Zulkifli Nanda Diusulkan Jadi Sekda Makassar, Siap Kawal Arah Pembangunan Kota

Makassar,Inisulsel.com — Wali Kota Makassar, Munafri “Appi” Arifuddin, resmi mengusulkan Andi Zulkifli Nanda sebagai Sekretaris Daerah (Sekda) definitif Kota Makassar. Usulan ini tertuang dalam Surat Wali Kota Nomor 800/3055/BKPSDMD/V/2025 yang dirilis pada Kamis, 15 Mei 2025. Dalam surat tersebut, Appi menilai Zulkifli memiliki kompetensi yang sesuai untuk mendukung roda pemerintahan, pembangunan, dan pelayanan publik di Kota Makassar.

Zulkifli, yang saat ini menjabat sebagai Kepala Badan Perencanaan Pembangunan Daerah (Bappeda) Makassar, muncul sebagai kandidat terkuat dalam seleksi terbuka Jabatan Pimpinan Tinggi Pratama (JPTP). Proses seleksi ini merujuk pada Surat Ketua Panitia Seleksi Nomor 10/PANSEL-JPTP/IV/2025 tertanggal 27 April 2025. Dalam seleksi tersebut, Zulkifli mengungguli dua kandidat lain: Kepala BPBD Achmad Hendra dan Sekretaris DPRD Dahyal.

“Setelah mempertimbangkan hasil seleksi dan kebutuhan strategis daerah, kami menetapkan A. Zulkifli Nanda, S.STP., M.Si., sebagai calon Sekda definitif. Hal ini sesuai dengan ketentuan Pasal 127 Ayat 2 dan 3 Peraturan Pemerintah Nomor 11 Tahun 2017 tentang Manajemen PNS,” tulis Appi dalam surat pengusulan tersebut.

Appi juga telah mengirimkan surat resmi kepada Gubernur Sulawesi Selatan untuk menetapkan Zulkifli secara definitif. Bersama surat tersebut, disertakan pula profil lengkap Zulkifli, termasuk NIP 198006301998101002, pangkat Pembina Tingkat I (IV/b), dan rekam jejaknya sebagai Kepala Bappeda.

Zulkifli dikenal tidak hanya karena kiprah profesionalnya, tetapi juga karena kedekatannya dengan dunia politik. Ia adalah suami dari Fatma Wahyudin, anggota DPRD Sulsel sekaligus Sekretaris DPC Partai Demokrat Kota Makassar. Partai tersebut merupakan salah satu pengusung pasangan Appi–Aliyah Mustika Ilham dalam Pilkada Makassar 2024.
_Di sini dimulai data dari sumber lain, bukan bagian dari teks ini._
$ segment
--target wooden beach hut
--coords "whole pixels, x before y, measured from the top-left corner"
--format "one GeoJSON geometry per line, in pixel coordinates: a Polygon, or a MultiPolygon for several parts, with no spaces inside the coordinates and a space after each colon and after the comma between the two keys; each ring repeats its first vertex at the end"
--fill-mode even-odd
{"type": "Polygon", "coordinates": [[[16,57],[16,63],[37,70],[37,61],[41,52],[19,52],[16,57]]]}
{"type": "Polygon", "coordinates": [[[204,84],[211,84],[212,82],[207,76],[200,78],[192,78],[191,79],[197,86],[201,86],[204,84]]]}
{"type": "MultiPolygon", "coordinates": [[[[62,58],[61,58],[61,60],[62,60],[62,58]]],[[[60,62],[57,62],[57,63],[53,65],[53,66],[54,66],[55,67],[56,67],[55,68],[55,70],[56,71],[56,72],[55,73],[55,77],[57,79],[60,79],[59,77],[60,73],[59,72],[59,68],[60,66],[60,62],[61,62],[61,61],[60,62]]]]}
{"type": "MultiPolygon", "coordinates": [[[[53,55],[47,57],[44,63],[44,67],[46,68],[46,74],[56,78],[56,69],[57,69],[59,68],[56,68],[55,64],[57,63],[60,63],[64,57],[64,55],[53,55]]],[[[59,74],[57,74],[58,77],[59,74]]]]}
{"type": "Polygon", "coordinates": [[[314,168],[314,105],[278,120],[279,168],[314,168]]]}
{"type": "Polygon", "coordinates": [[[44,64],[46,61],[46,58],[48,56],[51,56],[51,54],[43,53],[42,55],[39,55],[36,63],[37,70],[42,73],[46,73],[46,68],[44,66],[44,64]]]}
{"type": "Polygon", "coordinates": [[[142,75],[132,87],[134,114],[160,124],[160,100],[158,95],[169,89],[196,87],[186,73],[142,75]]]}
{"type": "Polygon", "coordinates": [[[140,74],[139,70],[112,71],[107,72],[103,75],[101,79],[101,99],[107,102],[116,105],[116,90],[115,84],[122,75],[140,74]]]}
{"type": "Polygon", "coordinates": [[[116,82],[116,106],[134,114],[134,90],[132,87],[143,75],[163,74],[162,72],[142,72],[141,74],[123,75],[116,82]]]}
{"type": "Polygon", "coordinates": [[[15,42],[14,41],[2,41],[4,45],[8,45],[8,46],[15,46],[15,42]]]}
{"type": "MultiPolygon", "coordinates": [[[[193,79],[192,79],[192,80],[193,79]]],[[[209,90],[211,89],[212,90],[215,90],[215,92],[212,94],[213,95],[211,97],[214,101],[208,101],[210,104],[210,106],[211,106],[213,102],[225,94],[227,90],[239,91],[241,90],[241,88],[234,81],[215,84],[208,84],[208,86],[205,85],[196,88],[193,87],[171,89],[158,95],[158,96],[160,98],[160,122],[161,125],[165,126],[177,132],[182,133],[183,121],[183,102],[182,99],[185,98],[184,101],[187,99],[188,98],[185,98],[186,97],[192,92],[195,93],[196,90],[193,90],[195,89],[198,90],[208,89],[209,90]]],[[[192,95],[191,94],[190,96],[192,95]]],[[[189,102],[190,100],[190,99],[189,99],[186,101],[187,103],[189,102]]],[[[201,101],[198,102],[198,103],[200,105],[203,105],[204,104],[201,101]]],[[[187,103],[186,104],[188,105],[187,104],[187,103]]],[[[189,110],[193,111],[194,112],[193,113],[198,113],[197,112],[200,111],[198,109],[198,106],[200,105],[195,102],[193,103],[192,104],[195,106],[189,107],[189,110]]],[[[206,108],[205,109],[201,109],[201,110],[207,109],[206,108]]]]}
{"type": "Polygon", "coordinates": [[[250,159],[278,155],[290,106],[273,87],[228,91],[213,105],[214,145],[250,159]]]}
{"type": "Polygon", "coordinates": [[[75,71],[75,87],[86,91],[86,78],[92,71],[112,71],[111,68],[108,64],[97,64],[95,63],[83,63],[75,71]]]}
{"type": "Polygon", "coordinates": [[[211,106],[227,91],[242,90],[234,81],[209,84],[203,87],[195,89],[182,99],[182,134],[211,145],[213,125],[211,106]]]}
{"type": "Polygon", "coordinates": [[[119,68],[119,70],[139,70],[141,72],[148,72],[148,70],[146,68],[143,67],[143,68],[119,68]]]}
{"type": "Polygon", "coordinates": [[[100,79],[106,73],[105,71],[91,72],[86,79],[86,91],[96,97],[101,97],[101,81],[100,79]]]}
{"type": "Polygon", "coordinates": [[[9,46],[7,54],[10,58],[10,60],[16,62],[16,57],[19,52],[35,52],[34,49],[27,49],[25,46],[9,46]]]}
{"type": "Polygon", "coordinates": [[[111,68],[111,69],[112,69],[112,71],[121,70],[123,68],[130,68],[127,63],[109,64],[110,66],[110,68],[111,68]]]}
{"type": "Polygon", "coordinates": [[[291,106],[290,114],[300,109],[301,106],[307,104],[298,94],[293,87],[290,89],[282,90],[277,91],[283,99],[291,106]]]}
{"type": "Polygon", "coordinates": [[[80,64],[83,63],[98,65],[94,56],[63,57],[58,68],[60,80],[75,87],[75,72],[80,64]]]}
Jika pengusulan ini disetujui Gubernur, Zulkifli akan memegang peran sentral dalam mengawal kebijakan strategis Pemkot Makassar, khususnya dalam akselerasi pembangunan dan peningkatan layanan publik. Diharapkan, kehadirannya mampu memperkuat kolaborasi antara eksekutif dan legislatif demi kemajuan kota Makassar.